Avanti così, l'attacco di panico mi verrà di sicuro e Sam sarà troppo distratto per accorgersene e io rimarrò con due opzioni: andargli a tirare la sottana o morire da sola.

Alla fine, quando noto che il battito sta accelerando troppo, mi avvicino al tavolo con le bevande per aprirmi una birra. Non sento di averne bisogno, ma è l'unica scappatoia a cui riesco a pensare, soprattutto perché in questo stato è già tanto che io riesca a pensare.
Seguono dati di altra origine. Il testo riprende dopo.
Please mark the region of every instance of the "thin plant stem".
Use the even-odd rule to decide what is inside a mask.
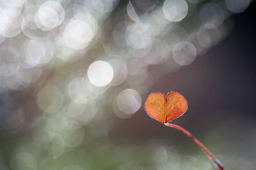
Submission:
[[[193,135],[189,131],[183,128],[181,128],[180,126],[177,125],[172,124],[171,123],[165,123],[165,125],[166,126],[169,126],[172,128],[174,128],[177,129],[182,131],[186,135],[187,135],[189,137],[191,138],[200,147],[204,150],[204,152],[206,153],[207,155],[209,156],[209,158],[211,159],[215,165],[221,170],[225,170],[225,168],[223,167],[223,165],[221,162],[214,156],[208,150],[208,149],[202,143],[201,143],[197,139],[194,137]]]

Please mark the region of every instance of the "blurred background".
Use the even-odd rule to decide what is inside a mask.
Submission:
[[[256,170],[256,4],[0,0],[0,170]]]

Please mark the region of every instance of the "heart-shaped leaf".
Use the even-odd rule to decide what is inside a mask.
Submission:
[[[145,102],[145,110],[154,119],[166,123],[182,116],[186,110],[188,104],[178,93],[169,93],[166,98],[160,93],[151,94]]]

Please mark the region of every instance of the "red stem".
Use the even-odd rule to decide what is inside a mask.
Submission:
[[[223,167],[223,165],[221,162],[217,158],[214,156],[212,154],[212,153],[211,153],[211,152],[208,150],[208,149],[204,146],[204,145],[201,143],[197,139],[194,137],[193,135],[189,132],[187,130],[184,129],[183,128],[181,128],[180,126],[178,126],[177,125],[172,124],[171,123],[165,123],[165,125],[169,126],[170,126],[171,127],[174,128],[176,129],[177,129],[180,130],[182,131],[184,133],[185,133],[186,135],[187,135],[189,137],[191,138],[200,147],[204,150],[204,152],[206,153],[207,155],[209,157],[210,159],[212,159],[212,160],[214,162],[215,165],[221,170],[225,170],[224,167]]]

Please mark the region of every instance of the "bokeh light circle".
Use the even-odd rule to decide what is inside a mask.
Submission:
[[[166,19],[172,22],[182,20],[188,13],[188,6],[184,0],[166,0],[163,11]]]
[[[90,65],[87,72],[91,83],[96,86],[105,86],[109,84],[113,76],[111,65],[103,61],[97,61]]]

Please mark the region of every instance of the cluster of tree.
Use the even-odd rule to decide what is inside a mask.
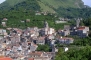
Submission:
[[[91,46],[70,48],[69,51],[64,52],[62,48],[56,55],[55,60],[90,60]]]
[[[60,16],[66,18],[89,18],[91,17],[91,8],[58,8],[56,10]]]

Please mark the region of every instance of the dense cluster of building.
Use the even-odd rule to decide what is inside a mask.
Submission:
[[[0,56],[10,57],[13,60],[53,60],[55,52],[55,42],[60,44],[73,43],[73,38],[62,37],[67,35],[88,36],[89,27],[77,26],[71,28],[64,26],[64,30],[55,31],[45,22],[44,28],[28,27],[25,30],[18,28],[0,29]],[[57,36],[61,34],[61,36]],[[49,44],[52,52],[37,51],[38,45]]]

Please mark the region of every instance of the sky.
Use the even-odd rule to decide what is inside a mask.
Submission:
[[[91,7],[91,0],[83,0],[84,5],[88,5]]]
[[[0,0],[0,3],[4,2],[5,0]],[[85,5],[88,5],[91,7],[91,0],[82,0]]]

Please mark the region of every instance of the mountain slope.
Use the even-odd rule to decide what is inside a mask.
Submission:
[[[29,1],[29,0],[6,0],[4,3],[0,4],[0,8],[3,9],[7,7],[9,8],[17,5],[18,3],[22,3],[23,1]],[[36,1],[38,2],[38,5],[41,7],[42,11],[54,12],[54,9],[58,9],[59,7],[63,7],[63,8],[84,7],[82,0],[36,0]]]

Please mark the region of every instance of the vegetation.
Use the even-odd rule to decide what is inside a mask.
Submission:
[[[91,46],[71,48],[69,51],[64,52],[59,48],[55,60],[90,60],[91,59]]]

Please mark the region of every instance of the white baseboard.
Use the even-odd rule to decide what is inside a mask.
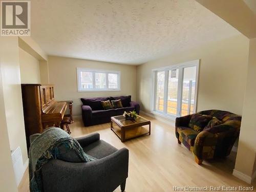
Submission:
[[[254,174],[253,175],[255,174],[256,174],[254,173]],[[251,184],[251,182],[253,180],[252,177],[251,177],[234,169],[233,170],[233,175],[237,177],[238,178],[241,179],[241,180],[245,181],[246,183],[249,183],[250,184]]]
[[[29,158],[28,158],[26,160],[25,163],[23,164],[23,170],[24,173],[25,173],[26,170],[27,170],[27,168],[29,166]]]
[[[256,178],[256,170],[254,173],[252,174],[252,176],[251,176],[251,182],[253,181],[255,178]]]
[[[157,120],[160,121],[161,122],[162,122],[164,123],[168,124],[168,125],[169,125],[170,124],[172,125],[173,125],[174,126],[175,126],[175,122],[174,121],[170,120],[170,119],[164,118],[164,117],[159,116],[156,114],[153,114],[152,113],[146,113],[143,111],[140,111],[140,114],[142,114],[142,115],[144,114],[145,115],[148,116],[152,117],[153,118],[154,118],[155,119],[157,119]]]
[[[73,118],[82,118],[81,115],[75,115],[73,116]]]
Anche se, appena poso il cavatappi, sull'estremità della bottiglia scopro che le dita mi stanno già tremando.

«Serve una mano?»

La voce è sconosciuta, ma l'ombra proiettata dal suo fisico non lascia molto spazio alla fantasia. Mi volto, per poi incontrare due iridi azzurre incastrate in un viso più delineato di quello dei miei coetanei.

Non rispondo, ma passo direttamente bottiglia e cavatappi nelle mani del fratello di Filo. Lui fa un'espressione eloquente, per poi posare l'utensile e servirsi solo dei denti per stappare la bevanda. Un unico gesto che però ha alle spalle mille potenziali letterature. È un personaggio da fiaba, si vede subito.

«Ecco a te» si compiace mentre mi passa la bottiglia.

Il mio modo per ringraziare è ruotarla all'ingiù e assimilare due bei sorsi di incoraggiamento. O questo o la morte, non è che abbia molta scelta.